The ministry’s deputy director-general (public health) Datuk Dr Chong Chee Kheong says e-cigs with nicotine are regulated under the Poison Act 1952. Nicotine is grouped under Group C Poisons and cannot be sold or supplied by retailer to any person except as dispensed medicine or an ingredient of a dispensed medicine.
“E-cigs without nicotine is not controlled under any law - for now.”
It’s worrying, he says, that ads for non-nicotine liquids or vape, are not banned on social media and the Internet.
“While e-cigs containing nicotine are banned, when it’s advertised online, we don’t know whether it’s really nicotine-free because you cannot tell from the physical look of the liquids.”
Consumers Association of Penang’s (CAP) education officer N.V. Subbarow shares the concern - especially with newer, sleeker devices, like Juul, hitting the market.
Juul which mimics the nicotine hit of a real cigarette, has popped up in schools across the US, sparking concern among parents, educators and regulators.

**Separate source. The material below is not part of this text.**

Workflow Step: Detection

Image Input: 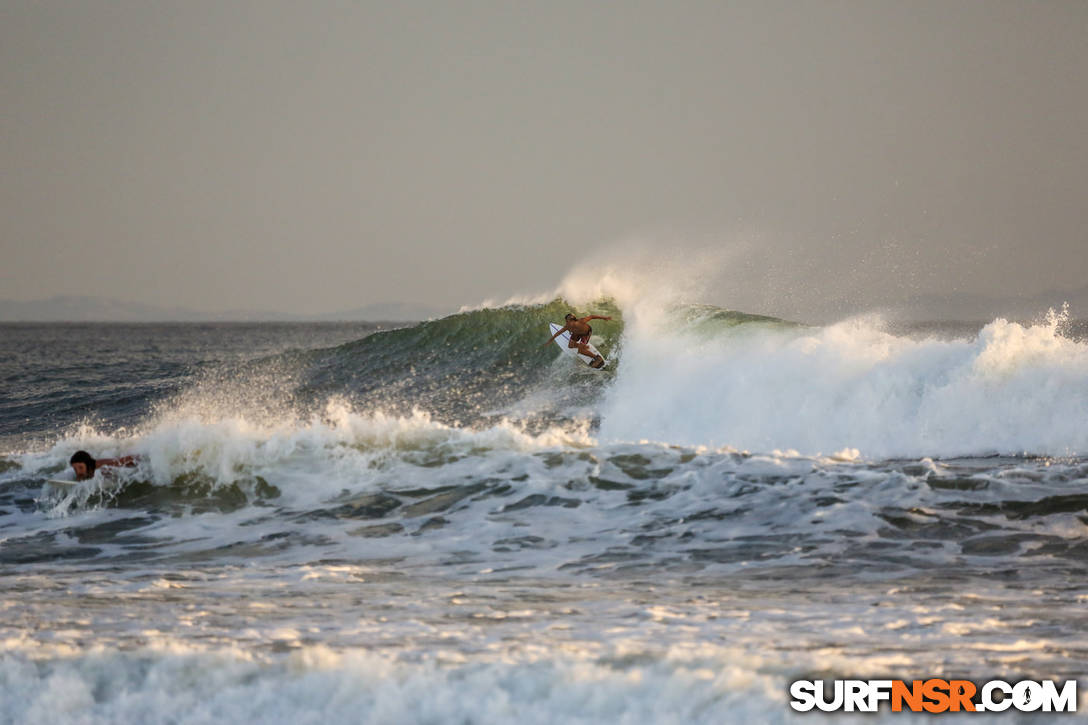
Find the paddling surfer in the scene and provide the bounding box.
[541,312,611,367]
[69,451,136,481]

‘Juuling’ refers to the recreational use of the device which resembles USB drives.
The sale of fruit and candy flavours in convenience stores and gas stations, has been banned by the US Food and Drug Administration (FDA) to counter a surge in teenage use of e-cigs by more than 75% since last year. The FDA will also introduce stricter age-verification requirements for online sales of e-cigs, Reuters recently reported.
Subbarow fears that children and adolescents who see ‘Juuling’ clips on YouTube, will be tempted to try the fad.
“Curiosity gets the better of them and they pick up an e-cig even though they have never smoked before. That’s dangerous.”
International Islamic University Malaysia Assoc Prof Dr Mohamad Haniki Nik Mohamed calls on parents and teachers to be alert.
E-cigs used to be huge but now the latest in the market is a flat, and sleek version that fits into the pocket, Dr Mohamad Haniki, who is the National E-cigarette Survey (NECS) 2016 principal investigator, says.
“That’s gaining popularity locally so parents must be vigilant,” he says, adding that the Tobacco and E-cigarette Survey among Malaysian Adolescents 2016 (Tecma) revealed that more young girls are experimenting with e-cigs for the first time as compared to cigarettes but only 22% of adolescents surveyed said the liquid did not contain nicotine.